The Australian Accounting Standards AAS27, AAS29, AAS 31 and SAC4 (AARF,
1990, 1992, 1993, dan 1996) yang disusun oleh Australian Accounting Research
Foundation (AARF) mendukung masuknya aset bersejarah dalam laporan keuangan
pemerintah Australia. Demikian pula di New Zealand untuk mencatat aset bersejarah
dan depresiasi aset tersebut berdasarkan perkiraan masa manfaat baik di organisasi
pemerintah pusat dan daerah. Di Swedia perolehan aset bersejarah dengan akuisisi
yang dikapitalisasi seperti aset lain dan kapitalisasi retrospektif diperbolehkan, namun
jarang digunakan. Di UK-FRS mengharuskan semua aktiva tetap berwujud diakui dan
dikapitalisasi termasuk aset bersejarah. Sejumlah entitas yang memiliki museum dan
galeri melaporkan jumlah Selain itu, di Inggris pembuat standar membuat perbedaan
antara aset bersejarah operasional dan aset bersejarah non-operasional total
kepemilikan aset bersejarahnya dalam neraca. Di Amerika Serikat, Dewan Standar
Akuntansi Keuangan (FASB) mendorong kapitalisasi retrospektif atas koleksi seni.
Tulisan ini akan membahas mengenai perlakuan Aset Bersejarah di Inggris sesuai
dengan Financial Reporting Standard Nomor 30 Heritage Asset.
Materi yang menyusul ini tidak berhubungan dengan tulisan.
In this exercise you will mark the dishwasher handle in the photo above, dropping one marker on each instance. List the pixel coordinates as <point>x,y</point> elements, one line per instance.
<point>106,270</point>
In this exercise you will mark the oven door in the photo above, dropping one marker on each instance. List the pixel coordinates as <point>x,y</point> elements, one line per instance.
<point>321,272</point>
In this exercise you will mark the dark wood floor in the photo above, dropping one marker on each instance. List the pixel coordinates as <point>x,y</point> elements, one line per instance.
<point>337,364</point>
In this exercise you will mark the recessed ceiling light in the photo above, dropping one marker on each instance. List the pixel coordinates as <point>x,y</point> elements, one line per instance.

FRS 30 Heritage
Asset juga digunakan oleh negara-negara lain yang tergabung dalam Britania Raya yaitu
Wales, Skotlandia dan Irlandia Utara.
Perlakuan Akuntansi Aset Bersejarah di Inggris
Financial Reporting Standard Nomor 30 tentang Heritage Asset yang dikeluarkan
oleh Accounting Standards Board pada bulan Juni 2009 berlaku untuk semua aset
bersejarah yang dimiliki dan dikelola oleh entitas terutama untuk kontribusi mereka
terhadap pengetahuan dan budaya. Aset bersejarah dapat memiliki kualitas sejarah, seni,
ilmu pengetahuan, geofisika atau lingkungan.
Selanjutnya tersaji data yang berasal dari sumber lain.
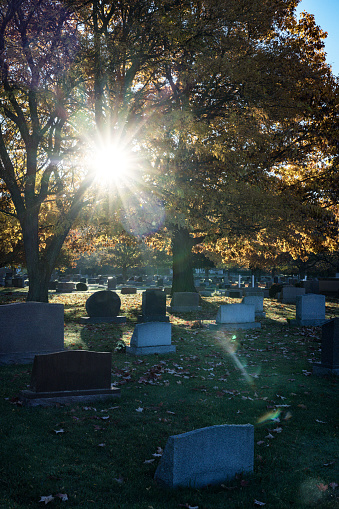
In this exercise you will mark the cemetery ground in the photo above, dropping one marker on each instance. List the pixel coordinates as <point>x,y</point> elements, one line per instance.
<point>104,455</point>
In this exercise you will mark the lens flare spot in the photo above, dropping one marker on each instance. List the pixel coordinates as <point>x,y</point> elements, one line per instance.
<point>269,416</point>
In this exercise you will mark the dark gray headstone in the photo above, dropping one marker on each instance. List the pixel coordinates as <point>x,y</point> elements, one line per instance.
<point>153,306</point>
<point>111,283</point>
<point>70,377</point>
<point>206,456</point>
<point>329,349</point>
<point>74,370</point>
<point>127,290</point>
<point>28,329</point>
<point>103,304</point>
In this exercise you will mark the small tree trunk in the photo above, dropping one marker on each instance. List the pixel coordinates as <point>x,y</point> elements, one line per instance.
<point>124,272</point>
<point>182,244</point>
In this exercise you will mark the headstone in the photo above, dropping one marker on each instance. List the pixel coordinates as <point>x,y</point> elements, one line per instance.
<point>184,302</point>
<point>111,283</point>
<point>74,375</point>
<point>236,316</point>
<point>151,337</point>
<point>253,291</point>
<point>329,349</point>
<point>289,294</point>
<point>103,307</point>
<point>310,285</point>
<point>65,287</point>
<point>310,310</point>
<point>18,282</point>
<point>258,302</point>
<point>126,290</point>
<point>28,329</point>
<point>329,286</point>
<point>153,306</point>
<point>206,456</point>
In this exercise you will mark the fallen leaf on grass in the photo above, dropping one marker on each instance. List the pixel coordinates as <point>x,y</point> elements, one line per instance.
<point>62,496</point>
<point>47,499</point>
<point>119,479</point>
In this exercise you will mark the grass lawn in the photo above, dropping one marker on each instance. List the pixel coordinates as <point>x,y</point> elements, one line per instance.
<point>105,455</point>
Aset yang digunakan oleh entitas dalam operasinya harus dipertanggungjawabkan
sebagai aset operasional sesuai dengan FRS 15 Tangible Fixed Asset (aset tetap berwujud),
apakah aset bersejarah atau lainnya.
3. PENYAJIAN
Penyusutan tidak perlu diberikan pada aset bersejarah yang memiliki umur
tidak terbatas.
Nilai tercatat aset harus ditinjau mengenai adanya bukti kerusakan,
misalnya aset tersebut mengalami kerusakan fisik atau adanya keraguan
yang muncul terhadap keasliannya. Setiap penurunan nilai yang diakui
harus ditangani sesuai dengan pengakuan dan pengukuran pada Financial
Reporting Standard (FRS) 11 mengenai Penurunan nilai aktiva tetap dan
goodwill.
Donasi
Penerimaan sumbangan aset bersejarah harus dilaporkan dalam laporan laba rugi
pada harga penilaian. Sangat tidak praktis untuk mendapatkan harga penilaian
untuk aset bersejarah yang berasal dari sumbangan.
Tanggal efektif
Standar ini harus diterapkan sehubungan periode akuntansi yang dimulai pada atau
setelah tanggal 1 April 2010 dan penerapan lebih dini dianjurkan.
4. PENGUNGKAPAN
Financial Reporting Standard (FRS) Nomor 30 paragraf 6 sampai 15 menjelaskan
mengenai pengungkapan aset bersejarah di Inggris:
Laporan Keuangan Entitas harus berisi indikasi sifat dan skala dari aset
keuangan.
Aset Bersejarah yang tidak dilaporkan dalam Neraca harus dijelaskan dan
Catatan atas Laporan Keuangan harus menjelaskan pentingnya dan sifat
biaya restorasi.
Pengungkapan terpisah harus dilakukan untuk aset dilaporkan pada biaya
dan yang dilaporkan pada harga penilaian. Jumlah aset yang tidak
dilaporkan dalam neraca tidak boleh digabungkan dengan jumlah aset yang
diakui pada biaya atau harga penilaian.